7TH FEBRUARY 2013
A hard hitting report into far-right and loyalist attacks against Irish community marches/parades in Liverpool during 2012 makes a series of recommendations to combat the rise of anti-Irish racism and support Irish community organisations in dealing with intolerance and bigotry. The wide ranging recommendations aimed at statutory and non-statutory organisations including Merseyside Police, Merseyside’s Police & Crime Commissioner, Local government politicians and the Labour/Trade Union Movement ask that they not ignore this issue, as to do so emboldens fascists and racists, and ensures that the Irish community will continue to be targeted in this way in the foreseeable future.

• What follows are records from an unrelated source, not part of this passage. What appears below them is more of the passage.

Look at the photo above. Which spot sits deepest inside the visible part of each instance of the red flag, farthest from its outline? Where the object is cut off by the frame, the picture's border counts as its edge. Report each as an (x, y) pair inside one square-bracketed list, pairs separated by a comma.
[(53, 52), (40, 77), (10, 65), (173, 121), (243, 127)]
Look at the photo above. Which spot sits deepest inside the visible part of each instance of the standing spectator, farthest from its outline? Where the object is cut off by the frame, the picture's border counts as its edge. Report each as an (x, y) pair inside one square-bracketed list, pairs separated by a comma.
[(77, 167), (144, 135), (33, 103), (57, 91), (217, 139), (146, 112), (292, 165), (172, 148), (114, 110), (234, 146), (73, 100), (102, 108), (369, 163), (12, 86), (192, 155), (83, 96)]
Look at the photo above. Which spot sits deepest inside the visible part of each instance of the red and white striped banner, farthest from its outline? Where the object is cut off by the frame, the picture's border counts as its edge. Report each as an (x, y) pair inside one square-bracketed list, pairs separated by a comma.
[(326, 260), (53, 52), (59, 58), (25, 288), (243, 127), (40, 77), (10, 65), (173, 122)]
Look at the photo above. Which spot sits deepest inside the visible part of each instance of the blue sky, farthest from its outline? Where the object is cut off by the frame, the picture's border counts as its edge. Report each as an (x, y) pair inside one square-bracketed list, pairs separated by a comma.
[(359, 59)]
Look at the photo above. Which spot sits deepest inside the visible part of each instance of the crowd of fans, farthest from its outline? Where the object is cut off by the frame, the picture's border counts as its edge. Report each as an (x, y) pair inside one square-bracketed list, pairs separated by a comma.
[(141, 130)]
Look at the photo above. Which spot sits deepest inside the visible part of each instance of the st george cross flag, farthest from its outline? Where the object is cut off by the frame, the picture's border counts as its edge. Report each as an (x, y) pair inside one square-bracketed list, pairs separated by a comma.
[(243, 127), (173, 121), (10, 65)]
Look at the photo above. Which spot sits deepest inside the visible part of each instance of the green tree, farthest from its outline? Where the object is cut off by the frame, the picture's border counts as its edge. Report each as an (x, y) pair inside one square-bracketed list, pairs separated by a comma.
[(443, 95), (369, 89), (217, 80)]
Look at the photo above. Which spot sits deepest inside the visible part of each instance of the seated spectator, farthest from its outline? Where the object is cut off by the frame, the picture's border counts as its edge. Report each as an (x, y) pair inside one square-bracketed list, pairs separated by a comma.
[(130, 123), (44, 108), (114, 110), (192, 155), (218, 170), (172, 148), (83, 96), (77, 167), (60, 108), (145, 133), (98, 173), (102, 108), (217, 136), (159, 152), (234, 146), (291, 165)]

The recommendations include:
- Irish community parades/marches in Liverpool since the 1990’s have been legal and peaceful, and have allowed Irish people in the city to express themselves both culturally, socially and politically in an inclusive manner that almost always involves broader sections of the community.
- The rights of the Irish community to assemble and organise lawful and peaceful parades/marches should be defended in the face of threats, attacks and intimidation by far-right groups and members of the loyalist/Orange community.
- No community in Liverpool should be subject to racist or sectarian abuse, threats or intimidation. Merseyside Police should be fully resourced to deal which such crime and recognise anti-Irish racism as a real issue facing members of the Irish community in general, especially when participating in Irish community marches/parades.
- Establish a specific consultative forum between Merseyside Police/Police and Crime Commissioner and members of the Irish community & Irish groups/organisations in the City to allow dialogue and feedback on the experience of Policing & the Irish community.
- The lack of proper reporting and analysis of attacks by the far-right and loyalists upon Irish community parades/marches by the local media, including the Liverpool Echo Newspaper and BBC Radio Merseyside, ensures that Far-right organisations and members of the Loyalist/Orange community are never properly held to account or challenged on their often violent opposition to Irish events.
- Confidence within the Irish community can be improved by a more robust challenge to Far-right organisations and the Loyalist/Orange community by both Merseyside Police, local political representatives and local media when attacks are made against Irish community parades/marches.
- When statutory and non-statutory bodies update their employees in cultural awareness, that must include an Irish dimension, including knowledge of anti-Irish racism and how it manifests itself and impacts on Irish people. Use should be made of Cairde na hEireann Liverpool’s policy on anti-Irish racism (see appendix).
- The far-right and members of the Loyalist/Orange community highlight increased Police costs surrounding Irish community parades/marches in an attempt to pressure both Merseyside Police and Liverpool City Council into banning ‘IRA’ marches, while ignoring the fact that it has been the attacks and threats by the far-right and the loyalist/Orange community in the first place that have led to these increased costs.
- A shared view by the Labour and Trade Union Movement across Merseyside must be developed that see’s these attacks by the far-right and members of the loyalist/Orange community as being racist in nature, an attempt to drive the Irish community off the streets of Liverpool and not in any way linked to a so called re-emergence of ‘religious sectarianism’ in the city. This view must also include the acknowledgement that attacks upon Irish community parades/marches are part of an over-arching plan by the far-right to attain supremacy of the streets, eliminating at a street level anything that it sees as being ‘un-British’ and ‘unpatriotic’ and a return to electioneering when sufficient activists and support is developed and nurtured.
The report launch yesterday saw speakers Mary Hickman, Professor of Irish Studies, Centre for Irish Studies, St Mary’s University College, London, link far-right attacks in the context of the shared experience of the Irish community with Muslims in this country and the rise of islamaphobia, while Paul Jenkins, North West Regional Organiser for Unite Against Fascism, profiled the Far-right, its links to loyalism and its many manifestations in recent years.